Explicit tail calls

Rosuav · July 15, 2025, 6:07pm

Ah. Same difference - you have the dictionary of locals, but nothing about parameters.

alwaysmpe · July 15, 2025, 6:59pm

Agreed, my thought being if this were implemented and gave benefit it could be used everywhere instead of applying specific user opt in. Text tracebacks would probably require keeping code objects and last instructions which probably makes up a reasonable portion of the memory use of the frame. So, it would likely need a flag or env variable, and would be a tradeoff between debugging and performance. Optimization has a cost.

Worth noting - this could probably be applied for all tail calls, not just recursion. In the likes of C++ or Rust where a call stack needs to allocate a fixed size of memory for local variables and specific registers point to the arguments, there’s a benefit because you can skip the malloc for each function call. That’s where a lot of the performance benefit comes from. Python arguments and local variables are all stored in the locals dictionary, so the benefit would be creating fewer objects.

jsbueno · July 16, 2025, 2:20pm

I don’t believe that post Python 3.11 creating a new execution frame is a problem anymore - they are lazily created under demand -
so, the requirement for “same signature” would be bogus, and the implementation of this could be vastly simplified.

On the other hand, the gains would be minimal - with the post Python 3.11 lazy Frame creation strategy, tens of thousands (possibly hundreds - I had played around a little when 3.11 was out) of recursion levels are achievable in a transparent way.

And then, about new syntax, if this goes forward: I’d prefer some internal mechanism to mark a call expressions in a return statement as “tail optimizable”, and have a specialized decorator to mark functions that allow this, rather than new syntax. (The decorator would change the function flags/markers so that bytecode would do so) - that would require a bit more logic on the VM, but keep the syntax clean.

Overall, I am -0 on this.

(Maybe it could be nice when thinking about it as a language spec useful for other Python implementations, since the lazy-Frame optimizations are a cPython detail)

Rosuav · July 16, 2025, 3:36pm

When we look at processes, there’s the concept of exec for replacing the current process with another. It generally isn’t considered an optimization, it’s a specific feature. Perhaps tail calls should be viewed the same way? You aren’t optimizing away a stack frame; you’re explicitly replacing the current stack frame with this new one. That way, the lack of traceback isn’t a bug, it’s a feature. It’s not one that I would personally have much use for, but if you wanted it, it would be there.

I’d be -0 on adding such a feature, but if someone sees this as worthwhile, it could be done.

Nineteendo · July 16, 2025, 4:08pm

I use this code when I call a recusive function, because the traceback gets too long otherwise:

try:
    rval = f() # calls g() and then f() again
except Exception as exc:
    if (tb := exc.__traceback__) is not None:
        exc.__traceback__ = tb.tb_next

    raise

If Python could figure out that there’s an indirect loop in the traceback I wouldn’t have to do that, but here we are. You don’t get the traceback anyway when calling the C version of the function.

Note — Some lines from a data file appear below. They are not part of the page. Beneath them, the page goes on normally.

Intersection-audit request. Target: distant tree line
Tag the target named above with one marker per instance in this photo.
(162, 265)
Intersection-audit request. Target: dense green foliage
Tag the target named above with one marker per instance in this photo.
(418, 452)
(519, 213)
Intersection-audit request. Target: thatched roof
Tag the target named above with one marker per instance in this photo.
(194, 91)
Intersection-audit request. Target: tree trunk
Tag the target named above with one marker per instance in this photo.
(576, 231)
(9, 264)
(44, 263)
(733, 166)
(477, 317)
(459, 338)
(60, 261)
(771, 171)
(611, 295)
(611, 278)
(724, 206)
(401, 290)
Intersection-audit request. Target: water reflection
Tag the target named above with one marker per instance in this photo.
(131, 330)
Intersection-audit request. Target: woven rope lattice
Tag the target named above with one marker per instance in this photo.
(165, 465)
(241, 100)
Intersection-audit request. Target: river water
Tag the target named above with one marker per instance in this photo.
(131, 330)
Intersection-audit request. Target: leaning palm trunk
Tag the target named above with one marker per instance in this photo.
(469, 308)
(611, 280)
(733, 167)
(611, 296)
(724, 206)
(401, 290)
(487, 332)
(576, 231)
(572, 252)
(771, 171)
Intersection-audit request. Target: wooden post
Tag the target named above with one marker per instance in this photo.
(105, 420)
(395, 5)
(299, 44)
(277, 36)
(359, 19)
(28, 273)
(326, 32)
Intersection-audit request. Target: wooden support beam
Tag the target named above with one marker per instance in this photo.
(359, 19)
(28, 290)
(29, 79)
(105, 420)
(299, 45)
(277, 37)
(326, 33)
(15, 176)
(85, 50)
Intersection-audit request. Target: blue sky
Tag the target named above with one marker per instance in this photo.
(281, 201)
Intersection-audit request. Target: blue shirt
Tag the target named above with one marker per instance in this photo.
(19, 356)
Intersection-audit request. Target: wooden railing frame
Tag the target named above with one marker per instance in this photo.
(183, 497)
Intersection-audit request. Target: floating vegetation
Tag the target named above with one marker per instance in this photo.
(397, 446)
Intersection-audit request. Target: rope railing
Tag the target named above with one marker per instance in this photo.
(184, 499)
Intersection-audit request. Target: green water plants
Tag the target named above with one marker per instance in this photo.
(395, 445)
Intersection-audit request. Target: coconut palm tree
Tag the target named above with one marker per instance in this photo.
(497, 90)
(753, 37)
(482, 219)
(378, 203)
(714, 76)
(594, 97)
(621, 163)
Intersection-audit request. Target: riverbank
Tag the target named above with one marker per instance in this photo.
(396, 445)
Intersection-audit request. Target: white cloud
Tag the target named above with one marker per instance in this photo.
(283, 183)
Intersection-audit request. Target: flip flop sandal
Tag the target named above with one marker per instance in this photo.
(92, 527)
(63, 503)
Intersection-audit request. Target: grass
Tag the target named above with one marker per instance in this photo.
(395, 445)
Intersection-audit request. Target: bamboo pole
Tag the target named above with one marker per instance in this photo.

ryanhiebert · July 16, 2025, 10:44pm

I’d expect that the parameters need not match at all. Conceptually. it’s only the return type that matters. Since Python is dynamic, there’s no runtime requirement for the return type to match, and it’s always only one value returned (though that value might be a tuple).

I expect that it would drop the current stack frame and replace it with the stack frame from the single, unmodified function call that was specified as the tail call. Preferably with some marker in the new stack frame that the current stack from was elided. Perhaps a counter that tells us how many frames were elided when a traceback happens.

carljm · July 16, 2025, 11:36pm

It seems like some assumptions are being made in this thread about what benefits are expected from this feature, that I’m not sure apply to modern CPython. Or put differently: what actual problem in modern Python is this proposal intended to solve?

As @jsbueno noted above, since CPython 3.11, the interpreter already handles Python-to-Python function calls by simply updating the interpreter state and jumping to the top of the interpreter loop; there is no additional C stack frame used.

There is still a new Python-frame struct created and placed on the Python call stack, but this struct is quite minimal, and the Python stack is heap-allocated in chunks, and effectively infinite in size (bounded by available memory), unlike the C stack.

So it is already the case today that in pure Python you can recurse extremely deeply without stack exhaustion, and quite cheaply.